Now we can look at the sorted list and pick out the terms that are most strongly associated with receiving pizza, based on number of occurrances and probability. Setting lower thresholds tends to yield the best results on the dev data, but when submitting to Kaggle, more restrictive lists work better.

In [64]:
# print contents of the tuple list based on conditions
wordlist = []

for item in probs:
    # print tuple if word occurs in at least 10 successful requests and 45% of occurrences are in successful requests
    if item[1] >= 15 and item[2] >= .4:
        #print item
        wordlist.append(item[0])

# this just prints the words. handy if you want to paste list directly into code
print wordlist

[u'cover', u'current', u'jpg', u'exchange', u'normally', u'aren', u'father', u'rice', u'especially', u'second', u'posted', u'considering', u'meals', u'bucks', u'rather', u'receive', u'deal', u'aid', u'tight', u'imgur', u'tough', u'expenses', u'beans', u'visit', u'daughter', u'call', u'checking', u'details', u'cheap', u'financially', u'assistance', u'sunday']
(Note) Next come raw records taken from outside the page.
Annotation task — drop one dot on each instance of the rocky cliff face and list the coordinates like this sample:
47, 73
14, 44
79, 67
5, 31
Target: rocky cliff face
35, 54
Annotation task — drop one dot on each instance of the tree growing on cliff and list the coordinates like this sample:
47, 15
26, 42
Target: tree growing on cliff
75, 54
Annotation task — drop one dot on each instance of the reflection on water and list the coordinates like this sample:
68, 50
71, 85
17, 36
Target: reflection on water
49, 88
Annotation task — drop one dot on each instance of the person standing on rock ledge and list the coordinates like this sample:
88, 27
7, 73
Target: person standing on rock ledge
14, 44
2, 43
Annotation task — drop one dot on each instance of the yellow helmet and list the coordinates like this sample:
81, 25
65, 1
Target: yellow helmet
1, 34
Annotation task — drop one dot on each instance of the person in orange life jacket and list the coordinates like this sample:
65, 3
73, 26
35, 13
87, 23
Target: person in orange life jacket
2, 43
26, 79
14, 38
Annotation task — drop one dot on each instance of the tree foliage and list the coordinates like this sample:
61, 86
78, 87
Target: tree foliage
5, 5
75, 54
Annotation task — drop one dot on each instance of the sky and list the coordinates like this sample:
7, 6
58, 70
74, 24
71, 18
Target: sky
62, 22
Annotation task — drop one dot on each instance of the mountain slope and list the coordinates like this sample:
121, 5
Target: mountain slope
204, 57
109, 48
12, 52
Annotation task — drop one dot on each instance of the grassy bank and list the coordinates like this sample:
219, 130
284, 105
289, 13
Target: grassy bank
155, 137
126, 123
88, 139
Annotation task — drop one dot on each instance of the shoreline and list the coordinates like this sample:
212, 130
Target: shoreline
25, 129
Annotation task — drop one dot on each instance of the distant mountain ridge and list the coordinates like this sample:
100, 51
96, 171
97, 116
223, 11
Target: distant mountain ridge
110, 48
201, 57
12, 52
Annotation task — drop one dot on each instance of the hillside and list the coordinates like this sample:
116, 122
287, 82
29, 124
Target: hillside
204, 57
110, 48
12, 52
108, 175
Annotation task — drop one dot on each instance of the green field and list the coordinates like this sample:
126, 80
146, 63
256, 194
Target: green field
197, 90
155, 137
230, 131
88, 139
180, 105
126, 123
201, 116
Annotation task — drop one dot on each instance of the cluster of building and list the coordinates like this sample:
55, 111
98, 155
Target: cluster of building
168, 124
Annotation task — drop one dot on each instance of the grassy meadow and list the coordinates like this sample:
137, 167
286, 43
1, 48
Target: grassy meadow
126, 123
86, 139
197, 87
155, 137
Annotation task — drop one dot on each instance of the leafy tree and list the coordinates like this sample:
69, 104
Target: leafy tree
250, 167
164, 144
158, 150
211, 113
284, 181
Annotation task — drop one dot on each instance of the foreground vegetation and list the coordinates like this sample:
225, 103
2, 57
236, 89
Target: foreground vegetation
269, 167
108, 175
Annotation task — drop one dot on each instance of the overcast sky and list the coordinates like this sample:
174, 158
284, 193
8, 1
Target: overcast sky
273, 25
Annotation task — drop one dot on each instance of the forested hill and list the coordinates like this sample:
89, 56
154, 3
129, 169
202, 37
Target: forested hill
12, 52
##Appendix B: The cutting room floor
There were a number of features and other experiments we tried that didn't work out. These are listed here to give a sense of the other things we tried that didn't positively impact prediction accuracy:

* Normalizing numeric data so it is contained on the interval [0,1]
* Using log and inverse transforms to correct skew in numeric features
* Extracting other features from the timestamp, such as time, day of the week, month, etc.
* Using textBlob to calculate sentiment analysis and code it as a feature
* Using NLTK to perform part-of-speech tagging and coding occurrences of certain words as features (proper nouns, adjectives, adverbs, etc.)